The Wall Street Journal reports that high schools across the U.S. are preventing teens from reaching their full sexy potential this prom season by banning dresses that flaunt their hot young teen parts.

And what, apart from nature/hormones/the way Aaron looks with his hair pushed back (sexy) is compelling teens to dress so revealingly? According to the experts and just about any person you might ask off the street: Hollywood.

Specifically, old-ass Hollywood. The Journal singles out Jennifer Lopez (age 42), the casts of the various Real Housewives franchises (most of whom appear to be in at least their late-sixties), and teen-favorite television program Dancing With The Stars (my Nana loves it but she doesn't know who anyone is) as major inspirations behind sexy teens' less-is-more sartorial aesthetic.

Now, in order to get the message across to students they are not allowed to emulate their favorite premenopausal celebrities' sexed up style of dress, administrators are putting together image-heavy PowerPoint presentations and throwing up posters illustrating banned looks.

While it might, at first, seem counter-productive to plaster the hallways with photos of beautiful models in skimpy formalwear, decorating the school with the precisely the kind of lustful imagery administrators are hoping to avoid on prom night, you can't argue that these kids are dumb dumb dumb, dumb as doornails, dumb as their number one fashion icon Alexis from the Real Housewives of Orange County, dumber in fact, because she has an elegant line of non-couture couture acrylic dresses and they are putting a strip of duct tape over their nips and calling it "chic, prom-appropriate fashion." And, unfortunately, these dum-dums only respond to pixxx.

As one Algebra teacher and "junior class co-sponsor" (?) from Oklahoma City put it to the paper:

"Words don't mean much to [the students.] They had to see the pictures."

In actuality, the rules these schools are peddling aren't all that absurd: no fabric cut-outs below the bust line ("flesh touching flesh below the bust" to use the administrators' own, vaguely erotic, wording), no hemlines higher than three inches above the knee, no boob-baring deep-Vs in front, no ass-baring deep-Us in back.

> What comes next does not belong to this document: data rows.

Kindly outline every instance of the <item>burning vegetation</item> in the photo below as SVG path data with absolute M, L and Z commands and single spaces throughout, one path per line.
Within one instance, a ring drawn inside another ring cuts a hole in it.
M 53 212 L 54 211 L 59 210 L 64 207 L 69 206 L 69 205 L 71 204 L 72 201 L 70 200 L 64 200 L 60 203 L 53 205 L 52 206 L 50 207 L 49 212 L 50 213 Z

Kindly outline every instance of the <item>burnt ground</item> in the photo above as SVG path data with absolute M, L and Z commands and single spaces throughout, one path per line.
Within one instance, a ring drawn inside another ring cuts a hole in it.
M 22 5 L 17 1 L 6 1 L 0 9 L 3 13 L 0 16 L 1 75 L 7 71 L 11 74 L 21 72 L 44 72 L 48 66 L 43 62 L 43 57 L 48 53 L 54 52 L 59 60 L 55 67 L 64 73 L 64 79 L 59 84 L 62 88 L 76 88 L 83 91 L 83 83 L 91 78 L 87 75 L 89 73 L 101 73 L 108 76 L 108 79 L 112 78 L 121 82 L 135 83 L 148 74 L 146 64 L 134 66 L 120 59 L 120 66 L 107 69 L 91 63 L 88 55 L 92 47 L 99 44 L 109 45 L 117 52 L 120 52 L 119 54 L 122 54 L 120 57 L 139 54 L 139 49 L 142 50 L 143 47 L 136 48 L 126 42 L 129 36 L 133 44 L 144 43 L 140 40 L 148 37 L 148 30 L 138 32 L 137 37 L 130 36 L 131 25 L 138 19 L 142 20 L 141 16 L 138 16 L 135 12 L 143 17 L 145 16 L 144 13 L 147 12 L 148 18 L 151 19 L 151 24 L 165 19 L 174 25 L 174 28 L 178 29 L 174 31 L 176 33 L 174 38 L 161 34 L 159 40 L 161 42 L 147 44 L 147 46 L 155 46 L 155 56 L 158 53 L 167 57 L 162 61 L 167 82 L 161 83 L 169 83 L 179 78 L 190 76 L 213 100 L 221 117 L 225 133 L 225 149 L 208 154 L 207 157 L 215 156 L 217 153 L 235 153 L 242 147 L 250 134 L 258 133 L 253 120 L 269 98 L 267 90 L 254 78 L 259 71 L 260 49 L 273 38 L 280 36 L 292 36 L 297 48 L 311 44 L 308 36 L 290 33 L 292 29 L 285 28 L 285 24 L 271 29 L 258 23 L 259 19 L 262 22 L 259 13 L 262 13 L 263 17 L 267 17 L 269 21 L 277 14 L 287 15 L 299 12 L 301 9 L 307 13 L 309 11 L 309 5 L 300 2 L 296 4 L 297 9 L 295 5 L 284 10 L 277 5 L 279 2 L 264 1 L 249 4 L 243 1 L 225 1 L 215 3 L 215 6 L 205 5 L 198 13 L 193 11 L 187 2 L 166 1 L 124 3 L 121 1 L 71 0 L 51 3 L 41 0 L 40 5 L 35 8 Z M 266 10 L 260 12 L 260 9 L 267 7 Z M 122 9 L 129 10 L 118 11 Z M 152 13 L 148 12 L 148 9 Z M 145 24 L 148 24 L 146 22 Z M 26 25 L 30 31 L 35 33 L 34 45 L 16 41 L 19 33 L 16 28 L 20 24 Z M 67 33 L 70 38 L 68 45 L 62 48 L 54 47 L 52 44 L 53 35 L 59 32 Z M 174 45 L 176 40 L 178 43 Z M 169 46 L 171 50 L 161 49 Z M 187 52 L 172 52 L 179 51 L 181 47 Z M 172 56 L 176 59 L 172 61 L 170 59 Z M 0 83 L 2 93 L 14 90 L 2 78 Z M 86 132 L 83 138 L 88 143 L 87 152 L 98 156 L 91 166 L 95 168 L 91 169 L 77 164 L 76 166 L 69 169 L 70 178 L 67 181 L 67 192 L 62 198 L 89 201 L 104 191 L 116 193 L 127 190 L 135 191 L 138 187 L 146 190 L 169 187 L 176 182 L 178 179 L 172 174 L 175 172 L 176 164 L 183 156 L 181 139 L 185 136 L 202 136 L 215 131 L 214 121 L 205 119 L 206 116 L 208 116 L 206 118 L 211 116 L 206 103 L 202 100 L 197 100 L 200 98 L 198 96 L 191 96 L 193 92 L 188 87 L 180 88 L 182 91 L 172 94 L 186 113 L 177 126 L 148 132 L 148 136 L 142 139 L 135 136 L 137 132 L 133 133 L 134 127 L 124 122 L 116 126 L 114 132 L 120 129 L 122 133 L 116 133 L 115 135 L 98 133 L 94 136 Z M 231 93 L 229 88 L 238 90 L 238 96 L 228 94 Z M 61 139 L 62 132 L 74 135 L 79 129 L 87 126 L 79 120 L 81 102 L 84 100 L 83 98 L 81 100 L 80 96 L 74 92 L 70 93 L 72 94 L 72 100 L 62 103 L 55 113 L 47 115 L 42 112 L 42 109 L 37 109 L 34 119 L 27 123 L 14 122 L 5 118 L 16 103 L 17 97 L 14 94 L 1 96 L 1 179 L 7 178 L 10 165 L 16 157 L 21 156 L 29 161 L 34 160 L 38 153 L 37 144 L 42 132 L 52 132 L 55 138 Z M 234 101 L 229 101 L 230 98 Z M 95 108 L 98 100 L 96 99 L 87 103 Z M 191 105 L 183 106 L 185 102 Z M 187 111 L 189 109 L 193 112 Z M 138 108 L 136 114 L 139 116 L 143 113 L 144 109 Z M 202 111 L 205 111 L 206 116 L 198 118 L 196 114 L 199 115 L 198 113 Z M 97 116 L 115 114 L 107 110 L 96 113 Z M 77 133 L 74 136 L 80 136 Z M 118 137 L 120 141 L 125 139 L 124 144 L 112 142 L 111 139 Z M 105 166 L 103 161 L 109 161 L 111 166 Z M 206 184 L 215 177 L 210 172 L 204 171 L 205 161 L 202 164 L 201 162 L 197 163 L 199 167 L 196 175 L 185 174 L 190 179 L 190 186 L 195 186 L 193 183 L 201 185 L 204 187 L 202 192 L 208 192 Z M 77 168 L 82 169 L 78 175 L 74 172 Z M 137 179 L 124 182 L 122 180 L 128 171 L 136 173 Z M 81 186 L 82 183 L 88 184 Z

Pretty standard stuff.

The oddest item on any of the guidelines available on the Journal's website comes, as surely a great many odd things must, from Sunnyvale, Texas, where the local high school has also instituted a prom-wide ban on "cosmetic contact lenses of a color not natural to a person, or patterned lenses (unless prescribed by a doctor)."

Meaning that Texas' most popular teens have only a few short weeks to sweet-talk a doctor into writing them a prescription for some tight flame-pattern contacts.

Aside from that: cover your bits for an hour and have fun at the clothing-optional after prom parties, kids.